Alternatively you can buy a kit that contains the proper yeast for the job – although purists will tell you this isn’t authentic. There are a number of stockists online offering ginger beer plants kits but the main producer of the kits is a Gloucestershire-based company called Selsey Herb & Spice. Full instructions are provided that will tell you how to start the process and feed the yeast with sugar so that it will result in a healthy ginger beer ‘plant’.

What to do next

Take a 3” piece of ginger root, peel it and grate it onto a piece of muslin. Tie up the muslin to make a small pouch. Place the bag in a large jug with 250g white sugar, the juice of a lemon and 2 litres of water. (Bottled still water – the cheapest supermarket own brand is fine – is best if your tap water is chlorinated or just plain unpleasant.) Stir well and add about 1 tablespoon of the ginger beer ‘plant’ you have acquired. Cover with a lid over a piece of clean cloth fixed into place.

Now you have to leave it for about 5-7 days before bottling by straining the mixture through a muslin-filtered funnel.

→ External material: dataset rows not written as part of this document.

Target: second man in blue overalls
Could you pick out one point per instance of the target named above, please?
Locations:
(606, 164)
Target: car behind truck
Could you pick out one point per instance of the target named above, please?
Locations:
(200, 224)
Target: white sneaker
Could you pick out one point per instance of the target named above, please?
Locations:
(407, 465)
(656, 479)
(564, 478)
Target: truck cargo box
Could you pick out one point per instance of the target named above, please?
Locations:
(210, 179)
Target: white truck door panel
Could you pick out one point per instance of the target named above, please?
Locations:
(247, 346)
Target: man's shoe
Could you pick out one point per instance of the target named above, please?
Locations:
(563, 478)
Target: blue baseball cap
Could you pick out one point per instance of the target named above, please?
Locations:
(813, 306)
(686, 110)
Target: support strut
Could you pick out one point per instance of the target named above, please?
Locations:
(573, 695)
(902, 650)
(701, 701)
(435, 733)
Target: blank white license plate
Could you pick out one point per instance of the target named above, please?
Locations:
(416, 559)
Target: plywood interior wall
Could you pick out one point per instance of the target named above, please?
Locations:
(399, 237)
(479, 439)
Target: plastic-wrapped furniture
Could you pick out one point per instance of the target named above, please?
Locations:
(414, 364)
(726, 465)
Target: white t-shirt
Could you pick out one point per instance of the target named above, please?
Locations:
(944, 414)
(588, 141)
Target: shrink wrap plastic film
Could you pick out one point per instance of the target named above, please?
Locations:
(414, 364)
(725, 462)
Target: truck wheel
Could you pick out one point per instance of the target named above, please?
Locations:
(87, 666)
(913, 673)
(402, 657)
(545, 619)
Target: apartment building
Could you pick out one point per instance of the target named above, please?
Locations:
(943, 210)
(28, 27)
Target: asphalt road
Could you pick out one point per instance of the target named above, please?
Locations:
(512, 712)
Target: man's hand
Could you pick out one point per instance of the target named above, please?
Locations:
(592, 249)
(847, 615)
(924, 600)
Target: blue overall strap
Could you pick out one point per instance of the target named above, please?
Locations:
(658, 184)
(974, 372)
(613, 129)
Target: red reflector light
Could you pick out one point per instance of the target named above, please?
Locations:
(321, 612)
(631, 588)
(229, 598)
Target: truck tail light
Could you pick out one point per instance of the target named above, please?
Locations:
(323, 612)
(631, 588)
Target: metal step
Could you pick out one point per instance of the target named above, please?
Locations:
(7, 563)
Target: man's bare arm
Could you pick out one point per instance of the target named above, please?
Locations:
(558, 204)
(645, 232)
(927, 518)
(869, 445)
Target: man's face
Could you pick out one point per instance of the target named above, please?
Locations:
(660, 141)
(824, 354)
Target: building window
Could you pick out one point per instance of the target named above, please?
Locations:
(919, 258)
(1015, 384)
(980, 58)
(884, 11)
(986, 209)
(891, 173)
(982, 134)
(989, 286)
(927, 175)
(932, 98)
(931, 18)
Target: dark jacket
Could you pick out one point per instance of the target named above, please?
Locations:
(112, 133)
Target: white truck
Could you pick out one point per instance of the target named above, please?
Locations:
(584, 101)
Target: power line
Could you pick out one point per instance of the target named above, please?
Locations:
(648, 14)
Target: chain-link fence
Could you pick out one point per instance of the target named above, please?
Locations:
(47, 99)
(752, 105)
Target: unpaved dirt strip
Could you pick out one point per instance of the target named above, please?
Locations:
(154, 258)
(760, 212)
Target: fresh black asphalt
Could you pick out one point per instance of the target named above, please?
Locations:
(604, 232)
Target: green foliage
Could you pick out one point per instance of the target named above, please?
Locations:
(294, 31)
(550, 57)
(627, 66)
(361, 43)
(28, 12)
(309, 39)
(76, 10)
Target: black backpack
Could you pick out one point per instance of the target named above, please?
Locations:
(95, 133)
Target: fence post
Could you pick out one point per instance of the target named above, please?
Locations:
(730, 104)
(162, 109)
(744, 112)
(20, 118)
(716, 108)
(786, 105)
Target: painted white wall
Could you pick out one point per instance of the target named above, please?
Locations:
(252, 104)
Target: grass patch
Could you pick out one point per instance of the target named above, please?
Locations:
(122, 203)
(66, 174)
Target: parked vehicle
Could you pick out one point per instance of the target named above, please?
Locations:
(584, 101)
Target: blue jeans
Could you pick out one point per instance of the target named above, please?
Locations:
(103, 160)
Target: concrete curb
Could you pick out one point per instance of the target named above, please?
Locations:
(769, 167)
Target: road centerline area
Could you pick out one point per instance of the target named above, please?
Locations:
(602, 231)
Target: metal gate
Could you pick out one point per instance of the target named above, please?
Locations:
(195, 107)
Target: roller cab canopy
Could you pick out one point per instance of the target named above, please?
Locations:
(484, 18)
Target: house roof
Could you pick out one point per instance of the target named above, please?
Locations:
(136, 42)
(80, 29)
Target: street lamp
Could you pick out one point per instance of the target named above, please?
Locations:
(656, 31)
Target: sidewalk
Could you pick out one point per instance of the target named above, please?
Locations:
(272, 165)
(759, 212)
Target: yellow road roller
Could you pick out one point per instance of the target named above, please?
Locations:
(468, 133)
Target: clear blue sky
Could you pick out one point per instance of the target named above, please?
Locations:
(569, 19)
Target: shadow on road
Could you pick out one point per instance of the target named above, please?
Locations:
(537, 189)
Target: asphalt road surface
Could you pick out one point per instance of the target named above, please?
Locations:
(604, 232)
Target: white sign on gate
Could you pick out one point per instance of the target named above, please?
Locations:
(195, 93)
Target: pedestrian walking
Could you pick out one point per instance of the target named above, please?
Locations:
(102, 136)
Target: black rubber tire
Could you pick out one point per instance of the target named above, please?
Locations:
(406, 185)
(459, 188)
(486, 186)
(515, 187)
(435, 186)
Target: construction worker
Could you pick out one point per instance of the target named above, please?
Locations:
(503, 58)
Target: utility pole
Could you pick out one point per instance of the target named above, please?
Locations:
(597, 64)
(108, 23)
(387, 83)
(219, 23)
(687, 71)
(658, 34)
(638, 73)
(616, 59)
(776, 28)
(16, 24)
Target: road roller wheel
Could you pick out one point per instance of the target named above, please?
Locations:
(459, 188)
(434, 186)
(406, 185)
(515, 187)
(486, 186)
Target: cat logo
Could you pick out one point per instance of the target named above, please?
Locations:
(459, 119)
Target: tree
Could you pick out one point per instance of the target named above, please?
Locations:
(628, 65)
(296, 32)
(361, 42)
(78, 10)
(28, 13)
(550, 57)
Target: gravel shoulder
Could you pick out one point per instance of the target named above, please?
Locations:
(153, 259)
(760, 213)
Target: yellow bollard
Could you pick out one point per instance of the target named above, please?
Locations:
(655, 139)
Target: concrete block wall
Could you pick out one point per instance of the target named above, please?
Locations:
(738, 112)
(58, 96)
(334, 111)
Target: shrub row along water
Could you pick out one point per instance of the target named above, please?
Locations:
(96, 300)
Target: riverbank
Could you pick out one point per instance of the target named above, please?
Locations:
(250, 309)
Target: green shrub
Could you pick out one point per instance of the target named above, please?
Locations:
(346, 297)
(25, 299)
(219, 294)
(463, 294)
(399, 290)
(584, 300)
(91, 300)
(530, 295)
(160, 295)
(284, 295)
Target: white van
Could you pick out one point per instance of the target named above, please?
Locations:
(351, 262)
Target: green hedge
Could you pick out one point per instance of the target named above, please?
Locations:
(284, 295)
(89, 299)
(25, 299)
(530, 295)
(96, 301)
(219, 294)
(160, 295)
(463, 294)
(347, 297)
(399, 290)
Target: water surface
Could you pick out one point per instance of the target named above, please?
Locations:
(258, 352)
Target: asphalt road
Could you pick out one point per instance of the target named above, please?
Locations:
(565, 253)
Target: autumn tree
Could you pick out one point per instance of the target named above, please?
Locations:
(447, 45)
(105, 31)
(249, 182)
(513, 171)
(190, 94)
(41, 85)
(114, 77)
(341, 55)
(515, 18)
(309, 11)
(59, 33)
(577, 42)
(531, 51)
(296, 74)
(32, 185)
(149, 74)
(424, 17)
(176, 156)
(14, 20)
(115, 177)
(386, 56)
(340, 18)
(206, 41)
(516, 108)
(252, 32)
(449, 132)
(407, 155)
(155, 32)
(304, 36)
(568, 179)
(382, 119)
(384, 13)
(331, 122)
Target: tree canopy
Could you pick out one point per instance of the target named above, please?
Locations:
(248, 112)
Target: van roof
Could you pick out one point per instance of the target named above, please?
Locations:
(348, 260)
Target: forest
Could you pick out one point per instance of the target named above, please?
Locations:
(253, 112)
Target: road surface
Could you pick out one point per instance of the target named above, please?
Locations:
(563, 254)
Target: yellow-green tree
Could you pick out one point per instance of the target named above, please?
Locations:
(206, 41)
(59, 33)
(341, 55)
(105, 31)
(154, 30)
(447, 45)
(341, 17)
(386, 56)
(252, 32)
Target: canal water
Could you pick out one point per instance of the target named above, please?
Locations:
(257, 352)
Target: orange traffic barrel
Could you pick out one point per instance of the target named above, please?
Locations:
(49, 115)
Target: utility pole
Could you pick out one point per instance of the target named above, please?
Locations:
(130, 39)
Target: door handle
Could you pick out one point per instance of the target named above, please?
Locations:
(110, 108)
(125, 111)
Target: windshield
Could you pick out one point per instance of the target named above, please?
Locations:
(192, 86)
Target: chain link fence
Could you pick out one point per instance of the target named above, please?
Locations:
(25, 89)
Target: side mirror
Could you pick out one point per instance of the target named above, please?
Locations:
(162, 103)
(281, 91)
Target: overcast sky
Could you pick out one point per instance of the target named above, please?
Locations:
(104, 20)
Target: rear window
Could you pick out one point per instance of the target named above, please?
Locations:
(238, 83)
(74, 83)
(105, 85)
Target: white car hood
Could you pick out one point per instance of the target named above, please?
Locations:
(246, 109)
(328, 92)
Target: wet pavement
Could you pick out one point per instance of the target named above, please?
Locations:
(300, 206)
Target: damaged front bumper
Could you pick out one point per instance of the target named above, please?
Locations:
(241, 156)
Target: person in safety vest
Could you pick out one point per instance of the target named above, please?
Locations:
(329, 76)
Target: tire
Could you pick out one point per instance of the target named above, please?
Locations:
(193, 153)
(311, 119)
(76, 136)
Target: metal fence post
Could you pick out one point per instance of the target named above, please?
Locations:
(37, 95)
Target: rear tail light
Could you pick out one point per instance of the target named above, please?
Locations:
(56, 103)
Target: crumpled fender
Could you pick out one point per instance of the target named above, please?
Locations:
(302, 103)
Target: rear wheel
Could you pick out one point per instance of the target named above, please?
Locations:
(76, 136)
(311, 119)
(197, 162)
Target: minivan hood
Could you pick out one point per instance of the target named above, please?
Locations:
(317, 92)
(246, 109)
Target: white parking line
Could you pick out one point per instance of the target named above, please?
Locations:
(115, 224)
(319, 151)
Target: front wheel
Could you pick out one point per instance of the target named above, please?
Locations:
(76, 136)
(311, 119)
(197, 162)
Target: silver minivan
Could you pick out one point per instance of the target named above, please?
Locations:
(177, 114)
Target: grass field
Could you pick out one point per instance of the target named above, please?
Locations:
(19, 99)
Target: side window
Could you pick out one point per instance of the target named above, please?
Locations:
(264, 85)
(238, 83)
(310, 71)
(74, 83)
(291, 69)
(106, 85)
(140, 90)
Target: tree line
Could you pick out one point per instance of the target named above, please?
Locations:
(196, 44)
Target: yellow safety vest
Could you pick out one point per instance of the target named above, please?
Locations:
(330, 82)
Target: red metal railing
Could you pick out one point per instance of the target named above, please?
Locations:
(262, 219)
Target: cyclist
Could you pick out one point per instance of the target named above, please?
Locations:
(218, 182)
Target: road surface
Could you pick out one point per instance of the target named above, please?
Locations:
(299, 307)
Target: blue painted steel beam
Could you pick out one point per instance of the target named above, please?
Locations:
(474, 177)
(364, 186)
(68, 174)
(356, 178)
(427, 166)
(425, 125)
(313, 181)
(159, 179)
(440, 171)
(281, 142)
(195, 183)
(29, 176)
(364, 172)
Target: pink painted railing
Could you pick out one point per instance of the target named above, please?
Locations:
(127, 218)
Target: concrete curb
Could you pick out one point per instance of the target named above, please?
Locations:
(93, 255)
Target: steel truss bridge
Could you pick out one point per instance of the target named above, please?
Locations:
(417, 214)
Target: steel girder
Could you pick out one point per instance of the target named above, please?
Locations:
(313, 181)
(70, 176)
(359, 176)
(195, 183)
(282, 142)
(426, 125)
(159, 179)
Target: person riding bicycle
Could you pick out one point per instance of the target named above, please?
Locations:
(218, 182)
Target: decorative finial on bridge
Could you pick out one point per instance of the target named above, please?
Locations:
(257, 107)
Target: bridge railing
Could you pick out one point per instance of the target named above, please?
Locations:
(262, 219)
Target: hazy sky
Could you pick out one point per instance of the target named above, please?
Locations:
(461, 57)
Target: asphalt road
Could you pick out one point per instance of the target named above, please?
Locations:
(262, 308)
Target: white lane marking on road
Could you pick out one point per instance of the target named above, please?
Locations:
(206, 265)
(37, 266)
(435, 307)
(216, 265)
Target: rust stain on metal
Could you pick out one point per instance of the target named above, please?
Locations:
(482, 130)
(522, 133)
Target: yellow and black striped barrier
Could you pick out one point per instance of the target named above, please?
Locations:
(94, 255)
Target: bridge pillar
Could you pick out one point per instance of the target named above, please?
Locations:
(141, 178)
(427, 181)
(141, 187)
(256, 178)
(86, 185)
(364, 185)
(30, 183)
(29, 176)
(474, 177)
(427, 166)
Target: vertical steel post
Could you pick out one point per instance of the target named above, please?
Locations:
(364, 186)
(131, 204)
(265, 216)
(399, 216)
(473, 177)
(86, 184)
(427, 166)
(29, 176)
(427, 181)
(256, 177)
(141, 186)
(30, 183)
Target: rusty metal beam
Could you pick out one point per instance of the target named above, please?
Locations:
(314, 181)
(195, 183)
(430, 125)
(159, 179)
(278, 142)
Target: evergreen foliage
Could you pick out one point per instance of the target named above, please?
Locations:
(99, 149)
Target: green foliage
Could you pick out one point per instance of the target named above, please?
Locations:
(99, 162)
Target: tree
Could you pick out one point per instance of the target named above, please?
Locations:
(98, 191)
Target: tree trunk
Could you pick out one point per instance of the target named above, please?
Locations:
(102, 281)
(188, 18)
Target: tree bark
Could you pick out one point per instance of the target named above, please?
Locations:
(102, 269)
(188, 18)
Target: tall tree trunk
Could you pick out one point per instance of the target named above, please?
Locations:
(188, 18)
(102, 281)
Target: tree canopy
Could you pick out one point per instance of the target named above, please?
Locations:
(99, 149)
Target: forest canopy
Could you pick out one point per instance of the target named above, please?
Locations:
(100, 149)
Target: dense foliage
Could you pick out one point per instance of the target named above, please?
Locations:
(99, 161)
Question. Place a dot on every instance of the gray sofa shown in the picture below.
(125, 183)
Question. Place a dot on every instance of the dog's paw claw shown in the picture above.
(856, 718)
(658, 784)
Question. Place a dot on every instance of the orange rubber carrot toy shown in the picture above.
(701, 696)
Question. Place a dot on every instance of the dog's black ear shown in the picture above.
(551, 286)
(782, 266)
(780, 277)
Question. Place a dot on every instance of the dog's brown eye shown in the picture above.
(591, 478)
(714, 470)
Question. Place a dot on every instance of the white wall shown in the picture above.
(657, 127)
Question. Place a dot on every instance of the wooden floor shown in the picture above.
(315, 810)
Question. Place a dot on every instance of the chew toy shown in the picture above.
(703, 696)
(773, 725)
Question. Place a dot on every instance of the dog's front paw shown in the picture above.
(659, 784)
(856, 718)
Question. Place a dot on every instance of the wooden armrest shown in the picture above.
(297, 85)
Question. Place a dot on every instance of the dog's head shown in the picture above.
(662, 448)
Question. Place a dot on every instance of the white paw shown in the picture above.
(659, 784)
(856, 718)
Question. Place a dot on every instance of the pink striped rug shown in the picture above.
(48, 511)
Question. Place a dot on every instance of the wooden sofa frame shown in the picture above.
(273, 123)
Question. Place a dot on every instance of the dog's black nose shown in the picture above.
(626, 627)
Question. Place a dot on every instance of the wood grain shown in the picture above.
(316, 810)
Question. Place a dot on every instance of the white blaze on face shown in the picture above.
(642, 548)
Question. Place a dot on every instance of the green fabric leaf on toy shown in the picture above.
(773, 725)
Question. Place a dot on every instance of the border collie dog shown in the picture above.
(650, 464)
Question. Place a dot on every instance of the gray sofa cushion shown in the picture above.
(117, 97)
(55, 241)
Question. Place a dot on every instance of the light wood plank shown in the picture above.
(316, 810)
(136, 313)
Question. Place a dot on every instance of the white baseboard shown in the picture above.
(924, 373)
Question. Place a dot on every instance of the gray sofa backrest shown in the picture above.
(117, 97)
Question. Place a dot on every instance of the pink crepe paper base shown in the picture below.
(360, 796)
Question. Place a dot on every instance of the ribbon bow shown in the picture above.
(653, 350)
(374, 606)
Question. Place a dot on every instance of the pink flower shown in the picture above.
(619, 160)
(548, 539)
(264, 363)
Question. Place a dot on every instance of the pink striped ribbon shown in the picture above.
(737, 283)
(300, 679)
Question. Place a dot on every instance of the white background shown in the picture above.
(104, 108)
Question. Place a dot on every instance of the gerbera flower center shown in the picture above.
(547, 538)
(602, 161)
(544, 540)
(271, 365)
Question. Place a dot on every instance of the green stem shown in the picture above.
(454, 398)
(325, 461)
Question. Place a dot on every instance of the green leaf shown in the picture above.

You’ll discover that the ginger beer ‘plant’ has grown! Rinse it in fresh clean water and store in a jam jar ready to make the next batch – or to share with friends.

After about a week, if you can wait that long, your ginger beer should be perfect. Store it in the fridge to stop it fermenting further unless you’d like it a little sweeter or fizzier.

Making ginger beer without a ‘plant’

Funnel a cup of sugar into an empty 2 litre plastic bottle – see the note above about bottled water. Add a quarter of a teaspoon of ordinary dried yeast and 2 tablespoons of grated ginger root, making sure you scrape all the juice from the grated ginger into the bottle as well. Add the juice of a lemon and about one and a half litres of water, put on the lid and shake well to mix until the sugar dissolves. Top up with water leaving a gap of about 1” at the top to allow for the working of the yeast.

Put the cap on the bottle tightly and store in a warm place for 24 – 36 hours. When the bottle feels firm the yeast has done its work. Take the bottle from the airing cupboard or other warm place and put it in the fridge to cool overnight. When cool sieve into a jug and serve with ice and a sprig of mint.